Partners Joe Desmond and Lauren Cincotta recently obtained a directed verdict on behalf of a licensed practical nurse employed by our nursing home client, a charitable corporation, after a nine day jury trial in Suffolk Superior Court.
The plaintiff alleged that the LPN failed to administer an anti-epileptic drug, Keppra, in accordance with the in accordance with the neuro oncologist’s orders to taper the Keppra dosage on June 18th, 21st, and 22nd, 2018, which caused a major seizure resulting in a fatal cardia arrhythmia on June 23. The defense of the LPN as to liability was essentially that other unnamed employees of the charitable entity transcribed the orders incorrectly (or at least ambiguously) to the medication administration record causing the missed doses.
The plaintiff’s causation expert, a neurologist, testified prior to the testimony of the plaintiff’s standard of care expert. Accordingly, his testimony was received de bene in the form of a hypothetical question that asked him to assume that the standard of care expert would testify that the LPN failed to administer the doses of Keppra in breach of the standard of care on three occasions. Assuming those facts, the neurologist testified that those failures were the cause of the resident’s seizure and fatal arrhythmia resulting from a subtherapeutic level of Keppra.
Cross examination of the standard of care expert established that the error on the 18th was made in the transcription of the medication order by another nurse—not the named defendant. The plaintiff sought to provide additional testimony outside the expert disclosure in an attempt to prove that the defendant nurse was aware of the correct order, and that the failure remained a breach of the standard of care with respect to the failure on the 18th. At defendant’s request, the Court conducted a voir dire of the expert to decide on the admissibility of the proffer.

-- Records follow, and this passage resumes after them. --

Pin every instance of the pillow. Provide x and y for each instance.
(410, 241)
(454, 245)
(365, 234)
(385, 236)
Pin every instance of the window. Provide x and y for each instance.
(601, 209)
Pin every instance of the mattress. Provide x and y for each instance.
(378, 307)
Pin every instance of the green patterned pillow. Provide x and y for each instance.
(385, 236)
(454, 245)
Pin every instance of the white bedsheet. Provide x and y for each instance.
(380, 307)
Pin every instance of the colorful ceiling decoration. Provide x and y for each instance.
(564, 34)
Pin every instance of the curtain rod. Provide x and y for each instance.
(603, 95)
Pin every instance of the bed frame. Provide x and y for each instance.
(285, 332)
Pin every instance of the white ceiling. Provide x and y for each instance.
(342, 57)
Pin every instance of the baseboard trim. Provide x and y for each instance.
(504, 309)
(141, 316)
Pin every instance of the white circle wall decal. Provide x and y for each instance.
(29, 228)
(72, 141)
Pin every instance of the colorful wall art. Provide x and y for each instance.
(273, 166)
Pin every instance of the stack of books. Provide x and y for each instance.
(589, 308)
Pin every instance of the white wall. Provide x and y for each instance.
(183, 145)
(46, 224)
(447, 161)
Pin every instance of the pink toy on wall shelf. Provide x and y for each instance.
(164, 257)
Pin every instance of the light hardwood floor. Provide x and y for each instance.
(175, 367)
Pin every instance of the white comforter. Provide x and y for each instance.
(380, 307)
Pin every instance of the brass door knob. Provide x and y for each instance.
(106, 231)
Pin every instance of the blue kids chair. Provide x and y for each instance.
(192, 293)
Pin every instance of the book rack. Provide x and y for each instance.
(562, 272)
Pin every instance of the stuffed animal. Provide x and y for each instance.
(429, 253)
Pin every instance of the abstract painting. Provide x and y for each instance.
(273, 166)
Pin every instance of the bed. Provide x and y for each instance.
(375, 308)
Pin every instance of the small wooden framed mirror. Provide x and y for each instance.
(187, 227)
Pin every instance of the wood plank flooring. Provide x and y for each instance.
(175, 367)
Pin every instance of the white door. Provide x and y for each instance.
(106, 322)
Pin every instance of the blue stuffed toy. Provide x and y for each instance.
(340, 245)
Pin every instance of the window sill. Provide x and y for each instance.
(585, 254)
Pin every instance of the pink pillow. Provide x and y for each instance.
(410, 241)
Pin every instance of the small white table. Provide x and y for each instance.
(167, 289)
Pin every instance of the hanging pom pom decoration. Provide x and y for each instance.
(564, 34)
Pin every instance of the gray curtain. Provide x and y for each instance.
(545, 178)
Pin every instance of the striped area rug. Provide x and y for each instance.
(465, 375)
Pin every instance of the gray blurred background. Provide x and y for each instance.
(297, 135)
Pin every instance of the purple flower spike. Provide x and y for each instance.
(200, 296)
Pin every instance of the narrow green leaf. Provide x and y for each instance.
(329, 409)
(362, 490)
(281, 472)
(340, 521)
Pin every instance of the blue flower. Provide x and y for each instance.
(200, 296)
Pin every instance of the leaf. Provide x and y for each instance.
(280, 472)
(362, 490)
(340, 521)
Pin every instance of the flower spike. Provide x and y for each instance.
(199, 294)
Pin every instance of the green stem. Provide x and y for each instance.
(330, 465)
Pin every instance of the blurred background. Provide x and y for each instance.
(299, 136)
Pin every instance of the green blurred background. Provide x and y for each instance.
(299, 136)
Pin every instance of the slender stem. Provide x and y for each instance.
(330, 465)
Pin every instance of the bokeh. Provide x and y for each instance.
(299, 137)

Finding the testimony beyond the scope of the expert disclosure, the expert was not permitted to provide further testimony.

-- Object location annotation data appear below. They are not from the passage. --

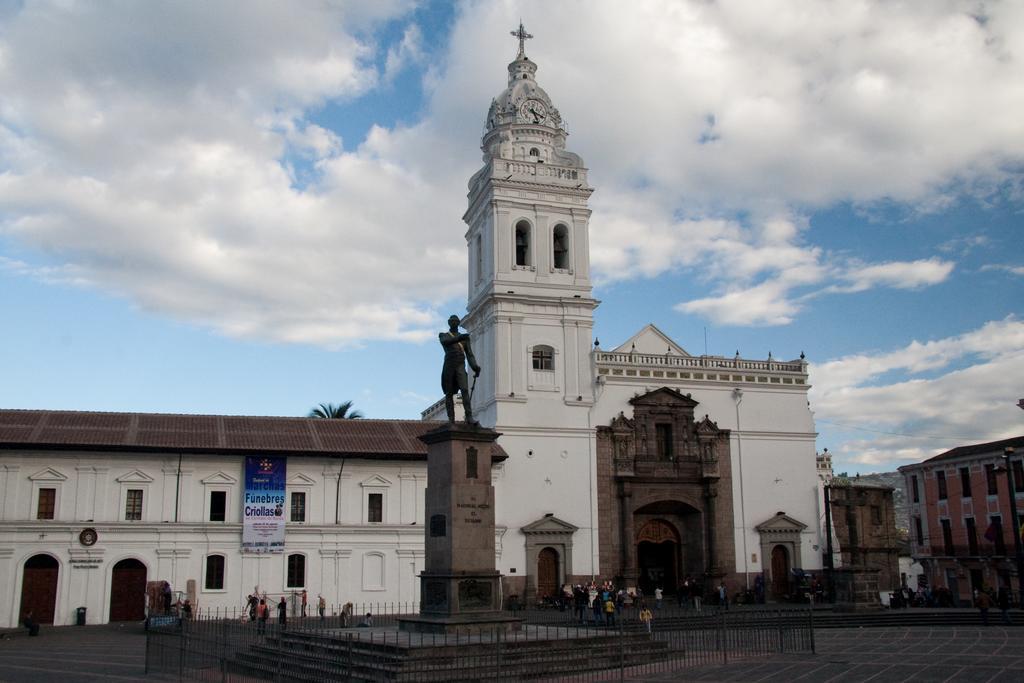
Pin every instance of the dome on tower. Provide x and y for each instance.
(522, 123)
(523, 100)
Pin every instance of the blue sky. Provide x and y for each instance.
(251, 208)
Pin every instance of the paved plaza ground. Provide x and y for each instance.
(992, 653)
(849, 655)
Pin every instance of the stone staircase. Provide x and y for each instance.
(367, 656)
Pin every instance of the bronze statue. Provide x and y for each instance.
(454, 378)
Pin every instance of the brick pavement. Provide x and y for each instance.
(70, 653)
(990, 654)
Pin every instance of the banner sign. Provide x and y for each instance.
(263, 505)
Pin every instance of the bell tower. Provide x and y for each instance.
(530, 309)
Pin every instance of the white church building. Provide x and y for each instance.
(642, 464)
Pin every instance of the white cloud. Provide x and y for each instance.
(147, 145)
(933, 395)
(408, 51)
(903, 275)
(1012, 269)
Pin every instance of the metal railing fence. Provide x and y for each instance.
(212, 648)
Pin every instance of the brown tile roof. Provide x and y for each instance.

After the plaintiff rested, the defense moved to strike the testimony of the causation expert on the grounds that the opinion testimony could not stand in light of the absence of facts that were assumed in the hypothetical, ie, that there were 3 missed doses of Keppra that violated the standard of care. The defense argued that there was a complete failure of expert testimony to establish that two missed doses was sufficient to cause the subtherapeutic level of Keppra that caused the fatal seizure as that question was never posed to the doctor during trial. After striking the testimony, the Court directed a verdict in favor of the defendant nurse.